Kenneth T. Williams is a Cree playwright from the George Gordon First Nation in Saskatchewan, and is the first Indigenous person to earn an M.F.A. in playwriting from the University of Alberta. 

His plays In Care, Café Daughter, Gordon Winter, Thunderstick, Bannock Republic, Suicide Notes and Three Little Birds have been produced across Canada. COVID-19 has delayed two productions of new plays, Paris SK (Gordon Tootoosis Nikaniwin Theatre) and The Herd (Tarragon Theatre, Persephone Theatre, the National Arts Centre). He created a short play, Miranda, for Tarragon Theatre that looked at what theatre could be like after the pandemic. He teaches playwriting at the Drama Department at the University of Alberta. 

He is a member of the Playwrights Guild of Canada and the Literary Managers and Dramaturgs of the Americas.
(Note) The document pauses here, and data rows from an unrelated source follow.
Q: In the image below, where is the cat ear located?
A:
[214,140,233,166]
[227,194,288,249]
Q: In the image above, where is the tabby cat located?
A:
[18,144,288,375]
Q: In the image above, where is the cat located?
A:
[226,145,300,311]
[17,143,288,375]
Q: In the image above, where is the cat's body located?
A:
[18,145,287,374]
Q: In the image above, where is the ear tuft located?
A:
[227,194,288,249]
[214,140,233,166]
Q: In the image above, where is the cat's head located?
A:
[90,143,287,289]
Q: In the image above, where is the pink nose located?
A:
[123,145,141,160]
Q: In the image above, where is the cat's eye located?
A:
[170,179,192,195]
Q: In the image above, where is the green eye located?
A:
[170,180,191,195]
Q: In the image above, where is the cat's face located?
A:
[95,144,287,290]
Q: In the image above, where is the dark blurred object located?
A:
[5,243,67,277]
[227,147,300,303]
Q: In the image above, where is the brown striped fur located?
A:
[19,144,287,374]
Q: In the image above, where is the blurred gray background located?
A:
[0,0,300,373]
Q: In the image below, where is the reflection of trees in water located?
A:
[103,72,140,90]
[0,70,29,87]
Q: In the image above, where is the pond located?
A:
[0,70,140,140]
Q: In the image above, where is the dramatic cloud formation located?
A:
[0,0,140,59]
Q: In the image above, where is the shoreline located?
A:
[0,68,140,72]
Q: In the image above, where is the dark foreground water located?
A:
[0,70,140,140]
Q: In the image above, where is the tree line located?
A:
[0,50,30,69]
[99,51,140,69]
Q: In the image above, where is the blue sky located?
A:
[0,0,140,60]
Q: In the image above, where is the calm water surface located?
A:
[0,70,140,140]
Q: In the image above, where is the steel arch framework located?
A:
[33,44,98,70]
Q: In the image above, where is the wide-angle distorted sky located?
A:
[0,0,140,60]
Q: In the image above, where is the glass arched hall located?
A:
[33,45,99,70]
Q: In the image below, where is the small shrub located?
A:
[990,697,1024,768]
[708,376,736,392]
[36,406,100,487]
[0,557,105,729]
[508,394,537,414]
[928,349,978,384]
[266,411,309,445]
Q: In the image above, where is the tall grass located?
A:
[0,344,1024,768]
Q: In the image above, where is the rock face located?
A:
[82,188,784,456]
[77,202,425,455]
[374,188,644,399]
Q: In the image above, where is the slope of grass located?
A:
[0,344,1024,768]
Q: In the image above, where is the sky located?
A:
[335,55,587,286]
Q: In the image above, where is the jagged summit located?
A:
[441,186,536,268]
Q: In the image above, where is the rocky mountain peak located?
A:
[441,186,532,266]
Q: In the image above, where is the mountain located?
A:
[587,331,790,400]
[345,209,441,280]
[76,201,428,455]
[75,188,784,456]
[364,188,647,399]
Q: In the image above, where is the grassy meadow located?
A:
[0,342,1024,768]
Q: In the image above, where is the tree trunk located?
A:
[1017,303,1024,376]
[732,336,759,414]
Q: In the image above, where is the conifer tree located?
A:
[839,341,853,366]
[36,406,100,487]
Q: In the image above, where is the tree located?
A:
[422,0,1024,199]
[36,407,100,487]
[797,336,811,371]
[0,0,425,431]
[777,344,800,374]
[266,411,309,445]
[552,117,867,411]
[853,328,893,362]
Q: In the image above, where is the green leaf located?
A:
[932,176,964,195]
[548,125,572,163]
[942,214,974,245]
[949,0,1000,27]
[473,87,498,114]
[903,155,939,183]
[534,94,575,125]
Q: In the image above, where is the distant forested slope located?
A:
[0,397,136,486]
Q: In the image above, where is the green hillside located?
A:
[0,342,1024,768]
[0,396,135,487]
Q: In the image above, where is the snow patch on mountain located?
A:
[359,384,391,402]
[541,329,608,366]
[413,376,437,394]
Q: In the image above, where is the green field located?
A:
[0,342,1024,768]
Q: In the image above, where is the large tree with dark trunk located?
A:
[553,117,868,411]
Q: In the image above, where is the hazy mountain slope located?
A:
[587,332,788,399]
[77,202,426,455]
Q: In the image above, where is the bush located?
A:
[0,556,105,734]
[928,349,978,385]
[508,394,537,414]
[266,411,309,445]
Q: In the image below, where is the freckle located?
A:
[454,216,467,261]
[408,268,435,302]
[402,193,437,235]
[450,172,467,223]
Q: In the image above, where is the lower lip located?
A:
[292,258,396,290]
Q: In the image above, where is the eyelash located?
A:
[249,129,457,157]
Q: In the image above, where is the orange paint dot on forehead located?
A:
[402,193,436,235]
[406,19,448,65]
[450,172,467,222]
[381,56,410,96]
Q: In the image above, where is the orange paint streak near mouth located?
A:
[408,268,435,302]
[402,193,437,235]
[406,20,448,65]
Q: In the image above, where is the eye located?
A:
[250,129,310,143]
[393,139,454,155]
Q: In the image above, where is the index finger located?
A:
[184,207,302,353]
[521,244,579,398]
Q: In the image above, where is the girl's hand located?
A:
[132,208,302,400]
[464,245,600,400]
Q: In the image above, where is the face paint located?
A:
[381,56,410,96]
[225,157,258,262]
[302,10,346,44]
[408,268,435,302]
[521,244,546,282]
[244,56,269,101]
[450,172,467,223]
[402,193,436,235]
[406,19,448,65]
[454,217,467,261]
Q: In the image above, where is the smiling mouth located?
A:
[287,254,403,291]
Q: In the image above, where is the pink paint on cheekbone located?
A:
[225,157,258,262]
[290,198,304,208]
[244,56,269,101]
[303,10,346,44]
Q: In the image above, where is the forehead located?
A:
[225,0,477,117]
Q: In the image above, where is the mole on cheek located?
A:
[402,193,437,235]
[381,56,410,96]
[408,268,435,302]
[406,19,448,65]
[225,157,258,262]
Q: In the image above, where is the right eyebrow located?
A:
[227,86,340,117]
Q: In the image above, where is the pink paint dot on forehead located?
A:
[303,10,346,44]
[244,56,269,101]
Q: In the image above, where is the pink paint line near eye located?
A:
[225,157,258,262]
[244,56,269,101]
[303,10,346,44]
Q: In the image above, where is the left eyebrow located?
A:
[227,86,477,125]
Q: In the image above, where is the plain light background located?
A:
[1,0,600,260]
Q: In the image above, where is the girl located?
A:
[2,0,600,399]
He tweets about drama, Indigenous peoples and climate change under his handle, @feralplaywright. He lives in Edmonton with his partner, Melissa, and their cats, Augustus and Drusilla.


Keith Barker is a Métis artist from Northwestern Ontario and a proud member of the Métis Nation of Ontario. Keith is the Artistic Director of Native Earth Performing Arts. He is a graduate of the George Brown Theatre School and worked as a Theatre Program Officer at the Canada Council for the Arts. He is a recipient of a Dora Mavor Moore Award for Outstanding New Play, The Playwrights Guild of Canada’s Carol Bolt Award, the SATAward for Excellence in Playwriting, and the Yukon Arts Audience Award for Best Art for Social Change. His play This is How We Got Here was a 2018 Finalist for the Governor General Award for Drama. Keith is the Co-General Manager of his Arts League Hockey team, The Friendly Giants, and is a below-average player.